Lloyd Blankfein, who grew up in New York when it suffered economic stagnation and neared financial collapse, drew on his city’s experiences to provide an optimistic message for insolvent Detroit.

“When I got out of school, in New York City you felt that it was a ghost town,” Blankfein, the chief executive officer of Goldman Sachs Group Inc. said yesterday at an event in Detroit. “That is a dim memory for people my age.”

Blankfein, 59, was in Detroit with billionaire Warren Buffett to announce a program to support small businesses in the city. Detroit, which once thrived as the center of the U.S. auto industry, is seeking to become the largest U.S. municipal bankruptcy as pension promises overwhelm the city’s shrinking population.

“The resources in terms of the people, the businesses, the history, the culture, are all here to have a great city in the future,” Buffett, 83, said at the event. “It will require probably some sort of plan to readjust the debt of the past and ongoing expenses.”

Detroit has more than $18 billion in obligations, while the population shrunk to about a third of the 1.8 million that lived there in the 1950s. Michigan’s largest city is still home to General Motors Co., the automaker rescued by the U.S. Buffett’s Berkshire Hathaway Inc. is among GM’s top investors.

Blankfein grew up in a public housing project in Brooklyn and graduated from Thomas Jefferson High School when it was dominated by gangs. He went on to earn undergraduate and law degrees from Harvard University.

1975 Crisis

Goldman Sachs, based in New York, will provide capital for as much as $15 million in loans to small businesses in the Detroit area, according to a statement today. The bank will also help provide education and other assistance as part of its 10,000 Small Businesses initiative. The Goldman Sachs program is also active in cities including Chicago, Cleveland, Houston and New York, according to the statement.

In 1975, New York City faced a fiscal crisis when more than $4.5 billion in short-term debt that had been used to pay for operating expenses came due and the city couldn’t pay its creditors. Banks responded by refusing to accept the city’s credit. The state stepped in, creating a Financial Control Board to provide oversight of the budget. It limited the city’s borrowing power to long-term capital projects.

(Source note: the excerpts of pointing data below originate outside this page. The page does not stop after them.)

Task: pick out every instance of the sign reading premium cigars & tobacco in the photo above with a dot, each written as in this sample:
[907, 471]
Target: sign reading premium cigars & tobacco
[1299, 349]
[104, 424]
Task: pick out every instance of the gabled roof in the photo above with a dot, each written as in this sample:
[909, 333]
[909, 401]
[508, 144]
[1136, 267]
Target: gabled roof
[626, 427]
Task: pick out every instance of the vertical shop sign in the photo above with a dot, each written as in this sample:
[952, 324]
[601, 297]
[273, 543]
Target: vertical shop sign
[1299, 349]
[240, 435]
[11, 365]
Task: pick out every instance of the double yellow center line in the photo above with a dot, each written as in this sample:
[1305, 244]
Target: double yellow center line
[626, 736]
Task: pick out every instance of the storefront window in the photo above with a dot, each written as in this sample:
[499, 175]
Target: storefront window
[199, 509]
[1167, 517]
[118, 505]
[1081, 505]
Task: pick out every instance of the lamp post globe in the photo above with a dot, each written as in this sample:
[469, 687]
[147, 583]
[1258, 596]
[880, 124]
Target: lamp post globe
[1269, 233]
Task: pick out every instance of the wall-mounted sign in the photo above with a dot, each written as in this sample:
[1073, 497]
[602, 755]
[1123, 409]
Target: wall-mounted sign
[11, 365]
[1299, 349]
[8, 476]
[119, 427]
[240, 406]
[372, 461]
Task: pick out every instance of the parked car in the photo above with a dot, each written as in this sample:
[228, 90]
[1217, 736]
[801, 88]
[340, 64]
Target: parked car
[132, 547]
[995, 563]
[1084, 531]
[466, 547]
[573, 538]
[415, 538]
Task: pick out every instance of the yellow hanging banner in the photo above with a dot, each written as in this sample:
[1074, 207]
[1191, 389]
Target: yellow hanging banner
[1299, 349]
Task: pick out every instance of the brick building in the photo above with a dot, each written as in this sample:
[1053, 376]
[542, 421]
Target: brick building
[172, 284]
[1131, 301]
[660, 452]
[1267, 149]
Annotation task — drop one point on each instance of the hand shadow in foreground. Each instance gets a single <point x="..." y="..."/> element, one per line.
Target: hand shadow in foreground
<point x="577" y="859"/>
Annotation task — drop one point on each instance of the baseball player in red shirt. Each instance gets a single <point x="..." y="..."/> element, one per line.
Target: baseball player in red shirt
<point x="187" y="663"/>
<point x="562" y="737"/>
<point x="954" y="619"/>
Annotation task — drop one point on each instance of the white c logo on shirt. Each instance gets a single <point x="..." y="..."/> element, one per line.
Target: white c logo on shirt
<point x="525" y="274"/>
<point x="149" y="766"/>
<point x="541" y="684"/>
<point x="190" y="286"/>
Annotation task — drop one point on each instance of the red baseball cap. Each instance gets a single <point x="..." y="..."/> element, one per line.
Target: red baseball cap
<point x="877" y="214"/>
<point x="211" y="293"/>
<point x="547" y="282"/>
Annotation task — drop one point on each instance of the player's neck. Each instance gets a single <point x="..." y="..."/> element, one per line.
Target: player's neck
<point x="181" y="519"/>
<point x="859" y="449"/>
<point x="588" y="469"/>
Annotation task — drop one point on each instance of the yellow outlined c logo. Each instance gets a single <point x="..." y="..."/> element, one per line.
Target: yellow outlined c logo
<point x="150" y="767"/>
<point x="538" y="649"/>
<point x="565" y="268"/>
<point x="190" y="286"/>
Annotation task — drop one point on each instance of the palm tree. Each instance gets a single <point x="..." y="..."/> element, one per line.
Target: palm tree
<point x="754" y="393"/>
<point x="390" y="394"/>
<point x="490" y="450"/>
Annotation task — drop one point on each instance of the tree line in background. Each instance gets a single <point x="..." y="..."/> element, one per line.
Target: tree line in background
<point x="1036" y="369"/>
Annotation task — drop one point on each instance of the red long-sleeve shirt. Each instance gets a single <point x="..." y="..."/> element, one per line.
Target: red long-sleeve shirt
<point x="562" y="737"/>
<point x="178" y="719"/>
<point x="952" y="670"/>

After shrinking in the 1970s, New York’s population has expanded in each subsequent decade. The figure stood at about 8.2 million as of 2010, according to the U.S. Census Bureau.

Bond Yields

Yields on Detroit general obligations, rated nine steps below investment grade by Moody’s Investors Service, are almost double those of New York City securities, graded two levels below top-rated debt.

Detroit general obligations that are insured by Assured Guaranty Municipal Corp. and due April 2028 last traded Nov. 15 with an average yield of 6.85 percent, data compiled by Bloomberg show. That compares with an average yield of 3.31 percent on Nov. 25 on New York City general obligations maturing August 2026.

In New York, the median household income was $51,270, and 19 percent of the population was below the poverty level, the most recent Census data show. More than a third of Detroit’s population is in poverty, and median household income is about half that in New York. Blankfein’s compensation was $26 million for 2012, including long-term incentives.

“Detroit wasn’t a great city, it was the greatest industrial city in the country, probably the world,” Blankfein said. “I would not bet against it, I’d bet for it, and that’s what we’re doing here.”